How your final result is determined
To pass this unit, you need to demonstrate your attainment of each of the Intended Learning Outcomes, achieve a final unit grade of 50% or greater, and pass any hurdle tasks.
Academic progress review
The results for this unit may be included in a review of your academic progress. For information about progress reviews and what they mean for all students, see Academic Progress Review in the Student Portal.
Submission of assignments
Where practicable, assignments should be submitted to an assignment submission folder in MYLO. You must submit assignments by the due date or receive a penalty (unless an extension of time has been approved by the Unit Coordinator).
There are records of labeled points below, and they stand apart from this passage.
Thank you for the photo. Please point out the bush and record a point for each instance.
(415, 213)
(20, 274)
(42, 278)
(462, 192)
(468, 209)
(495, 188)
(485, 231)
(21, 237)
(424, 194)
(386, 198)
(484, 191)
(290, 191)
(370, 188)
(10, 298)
Students submitting any assignment in hard copy, or because of a practicum finalisation, must attach a student cover sheet and signed declaration for the submission to be accepted for marking.
Academic integrity
Academic integrity is about acting responsibly, honestly, ethically, and collegially when using, producing, and communicating information with other students and staff members.

In written work, you must correctly reference the work of others to maintain academic integrity. To find out the referencing style for this unit, see the assessment information in the MyLO site, or contact your teaching staff. For more detail about Academic Integrity, see
Important Guidelines & Support.
Requests for extensions
If you are unable to submit an assessment task by the due date, you should apply for an extension.
 
A request for an extension should first be discussed with your Unit Coordinator or teaching support team where possible. A request for an extension must be submitted by the assessment due date, except where you can provide evidence it was not possible to do so. Typically, an application for an extension will be supported by documentary evidence: however, where it is not possible for you to provide evidence please contact your Unit Coordinator.
 
The Unit Coordinator must notify you of the outcome of an extension request within 3 working days of receiving the request.
Late penalties
Assignments submitted after the deadline will receive a late penalty of 5% of the original available mark for each calendar day (or part day) that the assignment is late. Late submissions will not be accepted more than 10 calendar days after the due date, or after assignments have been returned to other students on a scheduled date, whichever occurs first. Further information on Late Penalties can be found on the Assessments and Results Procedure.
 

Review of results and appeals
You are entitled to ask for a review of the marking and grading of your assessment task if there is an irregularity in the marking standards or an error in the process for determining the outcome of an assessment. Details on how to request a review of a mark for an assignment are outlined in the Review and Appeal of Academic Decisions Procedure.
 
 
 

Required Resources
Required reading materials
 
 
Recommended reading materials
We will be using chapters from the Earth Observation Australia (EOA) texbooks: https://www.eoa.org.au/earth-observation-textbooks
We will also refer to other readings in the weekly MyLO pages.
 
Other required resources
Access to ENVI software in UTAS computer labs or via the UTAS Virtual Machine is required for this unit.

Access to reasonable-speed internet with a generous monthly download limit will be essential for access to the Virtual Machine.

Please note that students can access computers on campus in Hobart, Launceston, Cradle Coast and Sydney (Rozelle), or borrow a laptop from the campus library system to support the IT requirements for this unit.